It's the difference between "I drive 65mph on the highway" (speed) and "I drive 10k miles a year" (usage). If you only drive 20mph everywhere, you won't likely put 20k miles on the car. If you don't drive much, even at highway speed, you also won't put many miles on the car.
If you use 1 gigabyte per month (seems very, very, very low - are you sure they didn't say terabyte? that's 1000 gigabytes) in theory your 1 gigabit/second connection can supply that in 8 seconds at peak. (By comparison, I don't stream much netflix, stream a lot of music, and play video games. My monthly usage is around 120 gigabytes/month, it goes from 100-150 depending on the month. It's not counting TV you watch, as far as I know.)
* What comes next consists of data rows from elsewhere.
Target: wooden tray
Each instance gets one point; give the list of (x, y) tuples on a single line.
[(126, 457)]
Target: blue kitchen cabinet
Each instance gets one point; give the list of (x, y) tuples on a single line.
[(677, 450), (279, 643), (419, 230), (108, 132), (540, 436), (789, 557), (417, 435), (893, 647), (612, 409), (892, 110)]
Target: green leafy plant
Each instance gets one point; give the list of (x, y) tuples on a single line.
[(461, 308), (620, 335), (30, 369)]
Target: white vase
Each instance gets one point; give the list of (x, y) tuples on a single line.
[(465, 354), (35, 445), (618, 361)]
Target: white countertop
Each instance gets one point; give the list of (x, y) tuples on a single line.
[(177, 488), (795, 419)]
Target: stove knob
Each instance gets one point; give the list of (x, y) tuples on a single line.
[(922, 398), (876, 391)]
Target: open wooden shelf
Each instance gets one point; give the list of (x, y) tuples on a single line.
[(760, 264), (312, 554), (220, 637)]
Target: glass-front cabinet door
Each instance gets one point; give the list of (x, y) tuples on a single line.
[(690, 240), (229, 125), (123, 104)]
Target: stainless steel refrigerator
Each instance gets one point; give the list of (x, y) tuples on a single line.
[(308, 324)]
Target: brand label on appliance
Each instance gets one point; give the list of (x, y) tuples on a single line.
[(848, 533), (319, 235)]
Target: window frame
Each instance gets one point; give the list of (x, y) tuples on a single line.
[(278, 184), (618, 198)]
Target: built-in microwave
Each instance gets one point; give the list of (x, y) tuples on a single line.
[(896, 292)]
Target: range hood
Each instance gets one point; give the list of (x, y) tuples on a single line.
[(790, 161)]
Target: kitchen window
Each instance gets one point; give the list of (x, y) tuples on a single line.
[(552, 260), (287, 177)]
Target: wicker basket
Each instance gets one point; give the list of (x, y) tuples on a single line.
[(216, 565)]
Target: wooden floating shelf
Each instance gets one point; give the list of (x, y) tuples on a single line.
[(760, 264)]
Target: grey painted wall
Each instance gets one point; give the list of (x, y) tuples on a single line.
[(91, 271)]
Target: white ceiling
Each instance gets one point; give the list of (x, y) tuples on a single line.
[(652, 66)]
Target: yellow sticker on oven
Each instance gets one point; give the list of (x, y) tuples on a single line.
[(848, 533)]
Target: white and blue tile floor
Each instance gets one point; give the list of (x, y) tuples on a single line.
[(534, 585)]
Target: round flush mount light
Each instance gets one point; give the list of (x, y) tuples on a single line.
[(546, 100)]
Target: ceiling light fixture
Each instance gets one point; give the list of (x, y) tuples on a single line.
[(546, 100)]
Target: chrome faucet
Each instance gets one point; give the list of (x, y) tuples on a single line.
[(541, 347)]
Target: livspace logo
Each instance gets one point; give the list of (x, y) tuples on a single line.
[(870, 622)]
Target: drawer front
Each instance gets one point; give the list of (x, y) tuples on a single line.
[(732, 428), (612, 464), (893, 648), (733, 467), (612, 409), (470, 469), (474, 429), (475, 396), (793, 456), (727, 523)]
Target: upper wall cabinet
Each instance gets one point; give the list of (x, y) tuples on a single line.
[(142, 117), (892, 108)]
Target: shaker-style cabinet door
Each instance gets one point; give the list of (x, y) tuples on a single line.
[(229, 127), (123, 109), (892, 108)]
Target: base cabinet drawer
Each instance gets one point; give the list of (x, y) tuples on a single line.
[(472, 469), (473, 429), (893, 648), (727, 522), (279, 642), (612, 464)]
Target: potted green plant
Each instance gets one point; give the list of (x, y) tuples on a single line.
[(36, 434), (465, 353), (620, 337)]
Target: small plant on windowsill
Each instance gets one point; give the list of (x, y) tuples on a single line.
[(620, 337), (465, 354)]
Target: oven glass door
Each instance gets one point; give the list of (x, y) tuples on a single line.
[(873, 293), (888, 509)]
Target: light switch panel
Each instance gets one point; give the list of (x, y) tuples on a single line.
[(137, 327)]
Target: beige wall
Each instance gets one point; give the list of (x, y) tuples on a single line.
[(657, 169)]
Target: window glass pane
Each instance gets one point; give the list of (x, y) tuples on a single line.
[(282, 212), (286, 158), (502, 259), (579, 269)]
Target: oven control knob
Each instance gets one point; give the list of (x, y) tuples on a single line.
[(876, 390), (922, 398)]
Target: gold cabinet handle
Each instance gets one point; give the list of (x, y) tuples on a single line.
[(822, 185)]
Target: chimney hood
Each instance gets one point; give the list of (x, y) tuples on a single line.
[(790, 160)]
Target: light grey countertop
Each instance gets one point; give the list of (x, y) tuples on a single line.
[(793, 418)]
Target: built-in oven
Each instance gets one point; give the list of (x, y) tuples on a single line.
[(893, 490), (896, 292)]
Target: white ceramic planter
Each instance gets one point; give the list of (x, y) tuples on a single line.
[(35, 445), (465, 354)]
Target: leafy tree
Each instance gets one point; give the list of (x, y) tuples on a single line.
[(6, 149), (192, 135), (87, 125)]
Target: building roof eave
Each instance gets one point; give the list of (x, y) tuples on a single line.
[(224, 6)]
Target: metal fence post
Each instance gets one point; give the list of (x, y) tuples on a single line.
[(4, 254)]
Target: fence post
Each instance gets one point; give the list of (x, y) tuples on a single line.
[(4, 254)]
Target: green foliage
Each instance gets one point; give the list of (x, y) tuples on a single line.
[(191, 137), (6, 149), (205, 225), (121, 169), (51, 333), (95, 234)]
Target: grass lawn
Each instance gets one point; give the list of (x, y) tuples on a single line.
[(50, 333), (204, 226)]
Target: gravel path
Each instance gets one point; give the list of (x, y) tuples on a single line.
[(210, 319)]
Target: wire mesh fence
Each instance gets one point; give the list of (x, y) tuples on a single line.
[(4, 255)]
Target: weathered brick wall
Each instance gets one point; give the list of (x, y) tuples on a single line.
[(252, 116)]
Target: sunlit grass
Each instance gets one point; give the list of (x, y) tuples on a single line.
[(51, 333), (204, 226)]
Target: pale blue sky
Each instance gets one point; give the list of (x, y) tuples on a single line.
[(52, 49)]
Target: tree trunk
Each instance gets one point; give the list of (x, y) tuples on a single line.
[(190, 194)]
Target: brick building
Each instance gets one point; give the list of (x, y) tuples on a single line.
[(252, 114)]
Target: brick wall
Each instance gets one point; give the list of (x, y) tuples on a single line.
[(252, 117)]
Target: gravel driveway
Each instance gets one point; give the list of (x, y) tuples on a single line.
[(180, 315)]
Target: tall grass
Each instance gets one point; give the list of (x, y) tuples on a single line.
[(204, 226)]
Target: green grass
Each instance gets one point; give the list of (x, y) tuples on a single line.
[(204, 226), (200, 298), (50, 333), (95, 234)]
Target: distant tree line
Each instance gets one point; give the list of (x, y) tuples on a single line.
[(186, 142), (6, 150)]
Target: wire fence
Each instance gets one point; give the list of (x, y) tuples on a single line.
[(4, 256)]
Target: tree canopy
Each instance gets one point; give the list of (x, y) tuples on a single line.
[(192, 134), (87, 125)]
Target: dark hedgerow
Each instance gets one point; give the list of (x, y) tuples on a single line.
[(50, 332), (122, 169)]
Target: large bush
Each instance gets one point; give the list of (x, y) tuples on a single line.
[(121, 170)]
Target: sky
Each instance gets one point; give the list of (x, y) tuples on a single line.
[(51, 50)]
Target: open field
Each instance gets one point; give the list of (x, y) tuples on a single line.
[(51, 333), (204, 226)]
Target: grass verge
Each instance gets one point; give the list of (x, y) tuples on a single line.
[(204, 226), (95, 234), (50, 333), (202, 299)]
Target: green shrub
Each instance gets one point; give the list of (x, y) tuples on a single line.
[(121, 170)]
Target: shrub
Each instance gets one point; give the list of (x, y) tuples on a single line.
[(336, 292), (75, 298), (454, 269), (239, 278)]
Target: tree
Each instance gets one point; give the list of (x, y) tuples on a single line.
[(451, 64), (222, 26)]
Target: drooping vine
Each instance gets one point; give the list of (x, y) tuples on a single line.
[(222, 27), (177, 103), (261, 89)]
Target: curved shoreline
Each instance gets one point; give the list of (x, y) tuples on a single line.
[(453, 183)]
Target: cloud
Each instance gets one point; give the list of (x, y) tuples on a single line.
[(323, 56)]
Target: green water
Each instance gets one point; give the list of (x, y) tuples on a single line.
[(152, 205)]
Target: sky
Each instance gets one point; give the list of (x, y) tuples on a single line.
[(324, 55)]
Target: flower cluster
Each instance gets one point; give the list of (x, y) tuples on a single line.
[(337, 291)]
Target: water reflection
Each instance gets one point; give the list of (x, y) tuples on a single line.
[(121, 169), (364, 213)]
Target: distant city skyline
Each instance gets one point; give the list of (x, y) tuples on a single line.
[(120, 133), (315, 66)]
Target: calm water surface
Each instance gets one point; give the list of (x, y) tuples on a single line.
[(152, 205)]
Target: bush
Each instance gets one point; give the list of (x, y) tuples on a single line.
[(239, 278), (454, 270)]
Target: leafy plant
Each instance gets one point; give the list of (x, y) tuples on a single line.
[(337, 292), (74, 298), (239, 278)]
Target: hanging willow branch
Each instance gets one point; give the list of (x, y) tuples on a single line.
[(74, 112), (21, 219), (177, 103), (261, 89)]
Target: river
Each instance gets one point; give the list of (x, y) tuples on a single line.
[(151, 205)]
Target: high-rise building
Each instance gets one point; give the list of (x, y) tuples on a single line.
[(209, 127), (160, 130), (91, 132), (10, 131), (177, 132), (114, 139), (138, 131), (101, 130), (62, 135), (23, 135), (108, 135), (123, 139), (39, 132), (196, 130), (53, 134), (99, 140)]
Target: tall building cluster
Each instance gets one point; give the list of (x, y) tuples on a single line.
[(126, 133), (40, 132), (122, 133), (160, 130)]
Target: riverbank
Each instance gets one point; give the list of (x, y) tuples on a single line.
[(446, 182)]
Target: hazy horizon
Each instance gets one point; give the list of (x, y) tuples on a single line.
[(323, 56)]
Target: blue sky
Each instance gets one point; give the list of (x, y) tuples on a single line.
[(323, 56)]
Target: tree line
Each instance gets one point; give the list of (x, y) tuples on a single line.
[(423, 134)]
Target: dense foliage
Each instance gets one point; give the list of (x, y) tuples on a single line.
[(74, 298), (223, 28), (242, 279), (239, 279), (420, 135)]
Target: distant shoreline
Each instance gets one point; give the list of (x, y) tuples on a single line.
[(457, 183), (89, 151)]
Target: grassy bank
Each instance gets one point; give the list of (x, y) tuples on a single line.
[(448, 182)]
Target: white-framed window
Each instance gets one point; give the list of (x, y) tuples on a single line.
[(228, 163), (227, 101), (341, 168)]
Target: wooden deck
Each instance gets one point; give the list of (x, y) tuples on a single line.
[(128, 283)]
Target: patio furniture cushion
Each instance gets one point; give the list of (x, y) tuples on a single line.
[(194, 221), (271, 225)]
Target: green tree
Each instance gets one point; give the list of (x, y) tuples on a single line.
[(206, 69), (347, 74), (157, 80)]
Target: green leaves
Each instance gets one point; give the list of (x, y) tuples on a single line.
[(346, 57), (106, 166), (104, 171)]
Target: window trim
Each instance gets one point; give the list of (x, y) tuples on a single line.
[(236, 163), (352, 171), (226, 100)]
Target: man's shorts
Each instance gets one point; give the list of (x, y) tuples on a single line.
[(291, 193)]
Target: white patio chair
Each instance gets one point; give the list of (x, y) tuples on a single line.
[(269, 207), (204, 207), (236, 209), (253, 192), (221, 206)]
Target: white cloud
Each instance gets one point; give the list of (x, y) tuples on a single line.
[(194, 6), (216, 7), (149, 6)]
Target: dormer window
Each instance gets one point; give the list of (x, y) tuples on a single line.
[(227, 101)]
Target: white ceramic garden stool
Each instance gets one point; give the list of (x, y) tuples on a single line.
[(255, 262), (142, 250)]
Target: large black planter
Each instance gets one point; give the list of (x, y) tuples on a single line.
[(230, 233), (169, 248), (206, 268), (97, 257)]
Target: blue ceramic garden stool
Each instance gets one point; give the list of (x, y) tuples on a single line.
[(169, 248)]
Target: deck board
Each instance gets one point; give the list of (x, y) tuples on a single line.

The main reason to check out the higher-speed plans is that they often come without data usage caps, or very high ones. But if you are really only using 1 gigabyte, you're going to be well inside any monthly data usage cap. My Xfinity plan's monthly cap is ~1200 gigabytes (= 1.2 terabytes), more than that I'll start hitting overage charges. So I'm using like 10-12% of the usage cap most months.
This is their 1.2 gigabit/second plan, mostly because that was what had the best promo rate when I renewed it last year. I used to have something like 300 megabit (= 0.3 gigabit / second) before that but the 300 megabit plan was either discontinued or actually more expensive than the 1.2 gigabit plan when I renewed, I forget which.